# Simple, cheap, effective Mayfly/Spider



## captken (Feb 24, 2008)

This is one of the most basic but most useful freshwater fly I tie.
The bodies are cut from a piece of foam. Old shower shoes (Flip-Flops) make nice ones too.

In this case, I cut the bodies with a piece of 3/16" diameter aluminum tubing that I bought at Ace Hardware. They stock many sizes brass and aluminum tubing. Either material (brass or aluminum) work fine. I chose aluminum because it is much cheaper. An old car radio antenna will make dozens in various sizes. Simply chuck a short lenght of tubing in a drill and cut a bunch as shown.









Wrap the hook shank with thread then add a drop of Super Glue. Stick the body to hook and hold for a few seconds. I used a Mustad Aberdeen style #8 gold plated hook for the fly in the photo,

I used part of a bass spinner bait skirt for legs in this case but the rubber strands in small bungee cords work fine too. Using thread, wrap 3 legs to each side and move them into place before adding another drop of Super Glue to the thread holding the legs.
Finished mayfly/spider










These flies are pretty doggone tough. I often catch 50 or more Bluegills before tearing one up.


----------



## Russian (Jan 13, 2009)

Dang that looks easy enough, I like it, thanks for sharing. Do you slide the hook through the foam body or just glue the cylinder of foam on top of the hook?


----------



## captken (Feb 24, 2008)

*Depends*

On most, I use a razor and cut a tiny slit in the foam--length wise. I wrap the hook with thread to hold Crazy Glue then slip the hook into the slot and pinch the foam until the glue dries. (A few seconds)

The thread that wraps the legs on gives additional strenght and, of course, you super glue over the wrapping thread.
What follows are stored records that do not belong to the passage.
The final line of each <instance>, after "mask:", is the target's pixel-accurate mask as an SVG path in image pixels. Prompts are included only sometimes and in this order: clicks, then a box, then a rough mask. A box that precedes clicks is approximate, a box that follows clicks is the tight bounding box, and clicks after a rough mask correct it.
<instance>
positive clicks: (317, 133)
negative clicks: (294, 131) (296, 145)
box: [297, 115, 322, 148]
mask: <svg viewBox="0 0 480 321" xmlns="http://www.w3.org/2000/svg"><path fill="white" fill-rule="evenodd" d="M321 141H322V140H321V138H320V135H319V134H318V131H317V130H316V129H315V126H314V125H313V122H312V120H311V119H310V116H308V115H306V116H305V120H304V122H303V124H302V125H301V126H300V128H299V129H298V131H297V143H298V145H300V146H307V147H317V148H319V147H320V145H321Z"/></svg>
I've made pretty much the same fly up to 3/4" in diameter with a 4/0 hook.

Sorry I didn't answer your question earlier.


----------



## what next? (Apr 8, 2010)

great tip's thanks


----------



## Russian (Jan 13, 2009)

No worries Ken, thanks for sharing your tips. Ive always enjoyed fishing for panfish with my fly rod since I was a kid and this fly looks like it will be a great cost effective addition to my fly box. Cutting a slit in the bottom length wise sounds like it will do the trick.


----------



## Emerald Ghost (Mar 11, 2008)

*Capt'n Ken*

How clever ! 
Thanks


----------



## a (Oct 2, 2007)

try using an old flip flop with multiple layers of color....and a larger diameter drill bit...makes great poppers for trout


----------



## Dragnfly (Jan 25, 2008)

Very nice and simple. Great idea using the copper tubing. Going to give them a try. Thanks.


----------